Except for this bit I suppose:
Internal documents from the bank show that over a four-month period in 2008, Pat Neary, the then financial regulator, and his staff were kept abreast of the plan to reduce a secret 28% shareholding held by the insurance tycoon.
Just days before the bank lent €500m to 10 of its most highly-regarded clients to buy almost one-third of the stake controlled by Quinn, David Drumm, Anglo’s chief executive, sent an email to a colleague saying that the regulator was “squared”. Other documents refer to John Hurley, the then Central Bank governor, being briefed on Quinn’s massive exposure to the bank.![]()
Non-recourse - but with limits.
Were not the "Golden" 10 exposed to losses of several million each?
It certainly smacks of a share support scheme, but it didn't work out to the benefit of the investors.
What kind of thought process do you have there?
The article refers to an email from one head to some other head telling the second head that a third head was "squared", whatever that means.
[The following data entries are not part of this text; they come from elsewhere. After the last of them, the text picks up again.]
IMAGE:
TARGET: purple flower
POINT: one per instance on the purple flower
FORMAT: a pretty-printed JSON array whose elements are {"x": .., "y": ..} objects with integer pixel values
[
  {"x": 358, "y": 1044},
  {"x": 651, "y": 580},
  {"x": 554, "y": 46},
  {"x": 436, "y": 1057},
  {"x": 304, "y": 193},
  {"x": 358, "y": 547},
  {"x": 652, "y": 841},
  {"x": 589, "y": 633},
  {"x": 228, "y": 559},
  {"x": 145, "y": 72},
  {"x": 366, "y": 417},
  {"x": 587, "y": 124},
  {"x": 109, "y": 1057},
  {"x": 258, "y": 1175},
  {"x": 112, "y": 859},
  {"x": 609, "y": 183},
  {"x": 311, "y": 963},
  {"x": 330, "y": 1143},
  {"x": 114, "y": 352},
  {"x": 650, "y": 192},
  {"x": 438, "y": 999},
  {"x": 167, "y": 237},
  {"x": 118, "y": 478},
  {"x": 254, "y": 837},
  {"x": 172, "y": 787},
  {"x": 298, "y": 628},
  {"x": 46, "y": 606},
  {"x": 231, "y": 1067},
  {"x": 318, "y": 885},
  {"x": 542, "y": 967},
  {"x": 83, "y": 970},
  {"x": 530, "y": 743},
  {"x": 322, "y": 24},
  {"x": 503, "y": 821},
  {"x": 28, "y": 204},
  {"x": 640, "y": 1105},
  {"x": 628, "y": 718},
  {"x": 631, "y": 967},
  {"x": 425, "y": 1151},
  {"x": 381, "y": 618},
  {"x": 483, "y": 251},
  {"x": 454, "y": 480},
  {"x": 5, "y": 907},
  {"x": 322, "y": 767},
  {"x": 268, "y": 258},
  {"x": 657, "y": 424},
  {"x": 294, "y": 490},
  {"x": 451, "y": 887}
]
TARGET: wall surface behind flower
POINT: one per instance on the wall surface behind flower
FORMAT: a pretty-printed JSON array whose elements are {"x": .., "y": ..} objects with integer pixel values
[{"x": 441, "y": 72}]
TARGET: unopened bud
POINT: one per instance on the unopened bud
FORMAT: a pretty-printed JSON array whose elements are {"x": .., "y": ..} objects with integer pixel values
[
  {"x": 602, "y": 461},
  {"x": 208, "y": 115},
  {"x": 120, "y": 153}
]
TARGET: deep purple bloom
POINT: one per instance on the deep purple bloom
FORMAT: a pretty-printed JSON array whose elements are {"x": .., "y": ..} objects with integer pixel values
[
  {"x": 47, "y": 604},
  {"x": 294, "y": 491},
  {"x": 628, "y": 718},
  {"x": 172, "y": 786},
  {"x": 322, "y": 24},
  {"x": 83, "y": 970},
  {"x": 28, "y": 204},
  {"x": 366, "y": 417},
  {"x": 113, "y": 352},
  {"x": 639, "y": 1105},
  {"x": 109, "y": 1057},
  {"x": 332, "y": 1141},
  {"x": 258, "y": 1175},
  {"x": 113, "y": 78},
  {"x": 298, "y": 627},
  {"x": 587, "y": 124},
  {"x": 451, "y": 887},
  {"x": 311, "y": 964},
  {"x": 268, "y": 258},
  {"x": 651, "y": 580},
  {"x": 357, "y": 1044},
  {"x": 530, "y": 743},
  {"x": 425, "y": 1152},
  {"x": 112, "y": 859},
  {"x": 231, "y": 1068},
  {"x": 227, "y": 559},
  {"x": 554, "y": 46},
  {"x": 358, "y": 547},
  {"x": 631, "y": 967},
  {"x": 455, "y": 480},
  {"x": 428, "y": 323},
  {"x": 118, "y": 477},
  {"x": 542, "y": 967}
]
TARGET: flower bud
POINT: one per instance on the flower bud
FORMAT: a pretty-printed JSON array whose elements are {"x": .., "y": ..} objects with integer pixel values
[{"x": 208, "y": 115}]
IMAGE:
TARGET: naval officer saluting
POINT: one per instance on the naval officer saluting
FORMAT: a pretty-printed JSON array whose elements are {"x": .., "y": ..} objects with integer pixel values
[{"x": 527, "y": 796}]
It is known that the regulator was aware of the Quinn situation and that Anglo were trying to do something about it, but there is nothing in the article to say that the regulator knew that the shares were being placed with 10 bank customers and that the deal was being largely financed, non recourse or otherwise by Anglo itself. That is the issue that is in dispute, not whether the regulator knew some of Quinn’s shares were being sold off.
no pasaran!
I think the Anglo 10 deal was small fry compared to the ILP/Anglo transaction.
But the real question is was the DoF made aware of these arrangements.
So the Regulator approved a deal where Anglo would lend money to people to buy shares in Anglo?
If so then that is an extremely dodgy deal.
And given that those who received the money were closely aligned with FF, and the deal was extremely dodgy and approved by the 'regulator', does anyone else see the fingerprints of Fianna Fail all over it?
The real question is (apologies for the Coughlanism): why is the taxpayer (and a generation of future ones) paying for the gambling debts of these chancers?